El sábado 29 decidimos aprovechar la mañana para salir de Rotterdam y conocer alguna ciudad cercana, y también, visitar una tienda holandesa de productos para bebé. El plan fue entonces ir a la pequeña ciudad de Kinderdijk que tiene un parque de molinos para después ir de compras para Matteo y luego regresar a Rotterdam en la tarde. Por suerte, otro día hermoso nos tocó y nos dirigimos hacia el parque de molinos que no decepcionó.
A menos de media hora en carro de Rotterdam, llegamos a Kinderdijk ansiosos de ver molinos y bueno, eso mismo tuvimos! Una belleza de lugar donde pudimos caminar y caminar disfrutando vistas preciosas que nunca olvidaremos!
Y por supuesto que no podían faltar los módelos oficiales…jeje
Aunque Matteo no se quedó atrás en la fiesta fotográfica!
Un destino para tomar y tomar fotos ya que eran imágenes hermosas por donde uno caminaba en este parque…
Hasta sesión de fotos en blanco y negro…
Una mañana verdaderamente inolvidable la que tuvimos pero tocaba despedirnos para seguir nuestro camino. Nos fuimos después a una tienda llamada Baby Dump que venden marcas de productos de bebé que no conseguimos en Luxemburgo, entre ellas la de Four Moms que nos interesaba por el mamaRoo. En fin, fuimos y terminamos comprando solo el mamaRoo gracias a los abuelos Dicky y Vivian!
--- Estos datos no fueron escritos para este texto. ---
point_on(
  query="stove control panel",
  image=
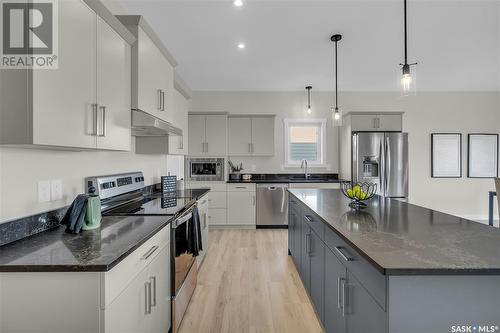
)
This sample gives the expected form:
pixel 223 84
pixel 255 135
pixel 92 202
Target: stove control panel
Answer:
pixel 112 185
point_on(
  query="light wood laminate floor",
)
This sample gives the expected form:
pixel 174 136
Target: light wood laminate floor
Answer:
pixel 248 283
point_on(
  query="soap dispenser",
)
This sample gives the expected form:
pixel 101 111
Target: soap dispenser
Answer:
pixel 93 216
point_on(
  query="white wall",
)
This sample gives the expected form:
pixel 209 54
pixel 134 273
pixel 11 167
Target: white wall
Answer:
pixel 21 169
pixel 428 112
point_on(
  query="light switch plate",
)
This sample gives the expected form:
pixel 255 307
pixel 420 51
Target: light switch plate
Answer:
pixel 44 191
pixel 56 189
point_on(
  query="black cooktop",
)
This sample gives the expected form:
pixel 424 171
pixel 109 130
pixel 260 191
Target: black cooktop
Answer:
pixel 155 204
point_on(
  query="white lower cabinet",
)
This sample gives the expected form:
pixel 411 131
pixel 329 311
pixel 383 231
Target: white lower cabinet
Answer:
pixel 144 306
pixel 132 297
pixel 241 204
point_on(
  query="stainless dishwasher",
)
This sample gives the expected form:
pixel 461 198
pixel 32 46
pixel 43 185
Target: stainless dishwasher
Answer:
pixel 272 205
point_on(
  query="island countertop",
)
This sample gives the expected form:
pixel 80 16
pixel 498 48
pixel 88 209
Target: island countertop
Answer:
pixel 404 239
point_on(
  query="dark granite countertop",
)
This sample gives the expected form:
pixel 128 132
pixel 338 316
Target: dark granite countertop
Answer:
pixel 290 178
pixel 399 238
pixel 96 250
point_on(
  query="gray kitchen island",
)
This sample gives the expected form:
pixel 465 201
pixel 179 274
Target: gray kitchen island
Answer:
pixel 394 267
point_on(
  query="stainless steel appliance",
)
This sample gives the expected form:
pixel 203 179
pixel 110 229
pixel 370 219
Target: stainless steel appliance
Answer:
pixel 272 205
pixel 381 158
pixel 205 169
pixel 124 195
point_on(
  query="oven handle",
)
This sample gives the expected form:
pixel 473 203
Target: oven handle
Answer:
pixel 182 220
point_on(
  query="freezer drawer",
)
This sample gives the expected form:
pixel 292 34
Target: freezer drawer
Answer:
pixel 272 205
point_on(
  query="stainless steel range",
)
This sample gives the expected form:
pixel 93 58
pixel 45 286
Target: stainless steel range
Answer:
pixel 123 194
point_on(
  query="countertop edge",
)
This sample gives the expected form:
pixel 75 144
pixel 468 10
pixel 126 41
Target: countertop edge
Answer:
pixel 388 271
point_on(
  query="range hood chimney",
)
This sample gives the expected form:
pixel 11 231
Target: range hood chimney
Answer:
pixel 145 124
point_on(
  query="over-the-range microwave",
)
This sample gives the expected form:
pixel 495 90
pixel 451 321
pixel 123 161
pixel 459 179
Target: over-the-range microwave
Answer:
pixel 204 169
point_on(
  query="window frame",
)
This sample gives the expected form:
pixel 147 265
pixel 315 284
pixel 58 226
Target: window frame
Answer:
pixel 321 124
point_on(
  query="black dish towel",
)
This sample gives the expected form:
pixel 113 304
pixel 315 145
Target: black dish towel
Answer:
pixel 194 234
pixel 75 215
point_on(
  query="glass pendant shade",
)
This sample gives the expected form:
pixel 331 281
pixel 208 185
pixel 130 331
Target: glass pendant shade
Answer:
pixel 337 116
pixel 408 80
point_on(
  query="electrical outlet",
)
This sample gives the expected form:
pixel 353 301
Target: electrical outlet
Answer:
pixel 44 191
pixel 56 189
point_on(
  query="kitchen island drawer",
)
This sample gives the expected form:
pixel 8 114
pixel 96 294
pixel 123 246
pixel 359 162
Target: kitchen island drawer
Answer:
pixel 241 187
pixel 217 199
pixel 314 222
pixel 371 279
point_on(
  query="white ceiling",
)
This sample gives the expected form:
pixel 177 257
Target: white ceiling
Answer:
pixel 456 43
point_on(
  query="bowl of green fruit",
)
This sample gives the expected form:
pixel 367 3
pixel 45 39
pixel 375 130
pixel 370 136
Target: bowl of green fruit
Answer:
pixel 358 192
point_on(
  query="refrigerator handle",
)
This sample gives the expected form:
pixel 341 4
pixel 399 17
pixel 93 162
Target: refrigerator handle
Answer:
pixel 387 163
pixel 283 199
pixel 381 169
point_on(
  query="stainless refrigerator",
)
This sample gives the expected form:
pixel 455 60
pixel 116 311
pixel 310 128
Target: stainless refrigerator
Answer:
pixel 381 158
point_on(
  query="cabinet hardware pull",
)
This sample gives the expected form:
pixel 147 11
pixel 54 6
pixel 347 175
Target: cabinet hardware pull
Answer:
pixel 339 250
pixel 104 121
pixel 340 285
pixel 153 281
pixel 94 119
pixel 147 293
pixel 150 252
pixel 345 300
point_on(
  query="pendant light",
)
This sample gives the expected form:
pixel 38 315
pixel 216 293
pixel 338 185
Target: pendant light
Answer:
pixel 337 115
pixel 408 82
pixel 308 88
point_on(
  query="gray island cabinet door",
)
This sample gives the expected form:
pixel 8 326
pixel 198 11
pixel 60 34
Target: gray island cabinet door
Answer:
pixel 317 290
pixel 335 277
pixel 363 314
pixel 305 260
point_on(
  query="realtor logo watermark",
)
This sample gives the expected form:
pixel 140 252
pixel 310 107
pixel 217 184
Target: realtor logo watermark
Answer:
pixel 29 34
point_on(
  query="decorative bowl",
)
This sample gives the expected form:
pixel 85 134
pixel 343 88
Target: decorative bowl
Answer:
pixel 358 192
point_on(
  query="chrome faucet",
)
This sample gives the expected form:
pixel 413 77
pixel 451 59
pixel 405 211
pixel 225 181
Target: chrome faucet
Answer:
pixel 303 165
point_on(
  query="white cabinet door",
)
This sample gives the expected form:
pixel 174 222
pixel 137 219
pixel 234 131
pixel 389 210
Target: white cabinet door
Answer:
pixel 166 73
pixel 241 208
pixel 113 89
pixel 63 98
pixel 178 144
pixel 216 134
pixel 159 277
pixel 240 136
pixel 196 132
pixel 128 312
pixel 263 136
pixel 149 81
pixel 389 122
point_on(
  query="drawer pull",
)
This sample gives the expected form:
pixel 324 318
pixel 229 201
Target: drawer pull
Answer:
pixel 340 287
pixel 150 252
pixel 340 250
pixel 309 218
pixel 147 294
pixel 152 280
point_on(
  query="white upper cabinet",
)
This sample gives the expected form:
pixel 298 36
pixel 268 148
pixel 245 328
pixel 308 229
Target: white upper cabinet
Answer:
pixel 375 122
pixel 251 135
pixel 72 107
pixel 240 136
pixel 208 134
pixel 152 70
pixel 113 89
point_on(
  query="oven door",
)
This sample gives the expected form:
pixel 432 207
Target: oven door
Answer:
pixel 184 270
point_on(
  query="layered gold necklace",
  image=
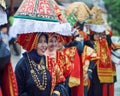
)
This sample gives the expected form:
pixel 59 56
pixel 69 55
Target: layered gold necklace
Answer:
pixel 38 69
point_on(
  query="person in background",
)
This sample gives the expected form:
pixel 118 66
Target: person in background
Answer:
pixel 5 37
pixel 8 84
pixel 13 36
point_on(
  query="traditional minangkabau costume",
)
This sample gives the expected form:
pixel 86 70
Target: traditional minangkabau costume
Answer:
pixel 40 16
pixel 102 83
pixel 8 84
pixel 77 17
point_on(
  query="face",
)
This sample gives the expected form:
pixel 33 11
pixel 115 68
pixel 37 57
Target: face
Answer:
pixel 59 46
pixel 52 43
pixel 42 45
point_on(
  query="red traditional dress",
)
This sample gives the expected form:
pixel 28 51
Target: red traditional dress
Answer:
pixel 9 82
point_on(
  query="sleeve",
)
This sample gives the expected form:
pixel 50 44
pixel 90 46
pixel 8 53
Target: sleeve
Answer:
pixel 60 90
pixel 21 77
pixel 59 75
pixel 78 44
pixel 90 69
pixel 109 41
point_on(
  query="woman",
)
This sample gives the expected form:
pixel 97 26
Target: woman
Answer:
pixel 102 82
pixel 34 73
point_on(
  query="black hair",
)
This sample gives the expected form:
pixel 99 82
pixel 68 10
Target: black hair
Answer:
pixel 43 34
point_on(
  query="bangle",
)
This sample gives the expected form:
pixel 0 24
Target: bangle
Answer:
pixel 90 70
pixel 57 92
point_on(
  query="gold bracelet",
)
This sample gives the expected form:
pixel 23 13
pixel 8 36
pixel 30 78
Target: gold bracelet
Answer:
pixel 57 92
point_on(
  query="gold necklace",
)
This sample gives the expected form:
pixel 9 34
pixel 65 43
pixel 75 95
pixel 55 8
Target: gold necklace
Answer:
pixel 37 69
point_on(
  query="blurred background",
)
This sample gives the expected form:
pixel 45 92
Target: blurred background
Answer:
pixel 111 14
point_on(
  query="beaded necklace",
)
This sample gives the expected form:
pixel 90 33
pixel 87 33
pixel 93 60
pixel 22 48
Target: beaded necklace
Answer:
pixel 38 69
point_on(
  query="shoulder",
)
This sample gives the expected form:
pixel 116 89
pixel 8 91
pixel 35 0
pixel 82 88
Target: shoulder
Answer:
pixel 21 63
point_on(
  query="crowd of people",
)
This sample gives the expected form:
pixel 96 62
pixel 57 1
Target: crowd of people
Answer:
pixel 77 65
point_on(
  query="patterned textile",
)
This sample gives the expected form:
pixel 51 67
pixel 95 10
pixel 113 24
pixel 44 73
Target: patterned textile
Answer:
pixel 88 55
pixel 37 10
pixel 55 72
pixel 10 87
pixel 29 40
pixel 79 9
pixel 104 65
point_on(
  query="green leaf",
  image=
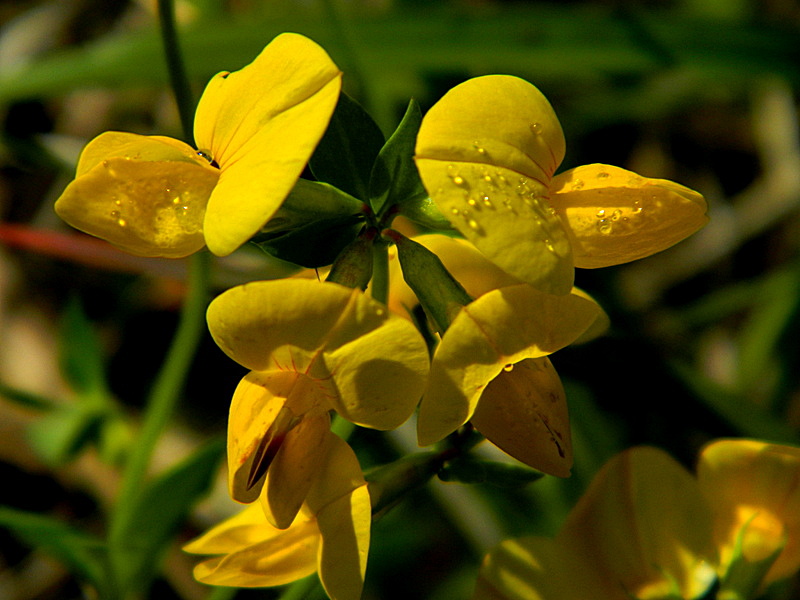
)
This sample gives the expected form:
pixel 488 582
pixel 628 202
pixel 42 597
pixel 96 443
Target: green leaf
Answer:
pixel 138 540
pixel 316 244
pixel 62 433
pixel 394 179
pixel 80 355
pixel 502 474
pixel 347 151
pixel 82 553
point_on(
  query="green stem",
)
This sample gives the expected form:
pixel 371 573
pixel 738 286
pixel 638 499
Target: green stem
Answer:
pixel 175 66
pixel 165 392
pixel 380 271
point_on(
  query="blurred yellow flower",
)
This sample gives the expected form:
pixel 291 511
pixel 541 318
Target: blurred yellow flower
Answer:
pixel 647 529
pixel 312 347
pixel 330 535
pixel 255 130
pixel 487 153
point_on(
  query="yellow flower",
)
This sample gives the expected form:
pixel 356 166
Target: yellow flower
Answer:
pixel 487 153
pixel 754 488
pixel 647 529
pixel 255 130
pixel 330 535
pixel 491 366
pixel 312 347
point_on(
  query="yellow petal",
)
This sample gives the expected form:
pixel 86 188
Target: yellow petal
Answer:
pixel 748 479
pixel 296 467
pixel 280 558
pixel 642 522
pixel 516 230
pixel 261 124
pixel 614 216
pixel 344 515
pixel 501 327
pixel 486 153
pixel 257 402
pixel 145 195
pixel 523 411
pixel 373 363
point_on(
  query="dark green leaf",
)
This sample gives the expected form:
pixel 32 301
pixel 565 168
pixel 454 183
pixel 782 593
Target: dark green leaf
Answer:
pixel 139 539
pixel 83 554
pixel 502 474
pixel 316 244
pixel 394 178
pixel 345 155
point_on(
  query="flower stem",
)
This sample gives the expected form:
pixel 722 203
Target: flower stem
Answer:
pixel 380 271
pixel 166 389
pixel 175 66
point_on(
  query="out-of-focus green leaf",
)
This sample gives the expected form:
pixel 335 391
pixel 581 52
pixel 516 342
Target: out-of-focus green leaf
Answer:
pixel 745 416
pixel 83 554
pixel 80 355
pixel 542 42
pixel 394 178
pixel 503 474
pixel 137 542
pixel 777 304
pixel 25 398
pixel 62 433
pixel 346 152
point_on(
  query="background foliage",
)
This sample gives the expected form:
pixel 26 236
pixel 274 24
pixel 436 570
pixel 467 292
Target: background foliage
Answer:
pixel 703 341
Concluida la compra, nos fuimos devuelta a Rotterdam para dedicar la tarde a conocer más la ciudad. Llegamos al hotel y dejamos a los perros en el hotel después de la mañana ajetreada que tuvieron en el parque de molinos y nos fuimos a comer algo cerca del hotel. Terminamos en un restaurante chino llamado Orient Parel que la verdad estuvo bastante bien. Sobretodo, un pescado con salsa agridulce que al recordarlo mi estómago ruge. jaja
Ya bien alimentados, decidimos ir a conocer el famoso Hotel New York que quedaba al otro lado del rio Maas que era la antigua oficina de la línea marítima, Holland America. Incluso, se dice que los primeros emigrantes a Norte América salieron desde ahí. Para eso, fuimos a tomar un taxi acuático que nos dejaba justo en el hotel. Un paseo muy lindo…
Estando ahí, aprovechamos para tomarnos algo y disfrutar el ambiente del lugar que estaba lleno. A su vez, por recomendación de la Consul, fuimos por un pastel de manzana que según ella era el mismo que venden en el famoso Dudok que habíamos ido el día anterior. La pasamos rico y valió la pena conocer el lugar…
Al salir, nos agarro un hermoso atardecer que se podía disfrutar desde ahí…
Con la tarde acabando, decidimos caminar un poco en esa área hasta que decidimos coger el Metro para regresarnos al hotel. Lo cómico fue que tratamos de comprar tiquete en la máquina pero el asunto resultó bastante complicado. Cuando en la oficina de información pido ayuda, el señor que trabajaba ahí terminó dándonos dos boletos gratis para entrar en el metro. Y en vez de bajarnos en la parada cerca de nuestro hotel, decidí mejor bajarnos en la estación de tren que quedaba igual cerca a nuestro hotel para poder apreciarla ya que recién la habían inagurado y tenía un diseño bastante interesante.
Al llegar al hotel cansados del recorrido del día, Jesly se empezó a sentir un poco mal asi que nos quedamos tranquilos esa noche en el hotel. El día siguiente era su cumpleaños y nos esperaba otro día lleno de aventuras y recuerdos inolvidables!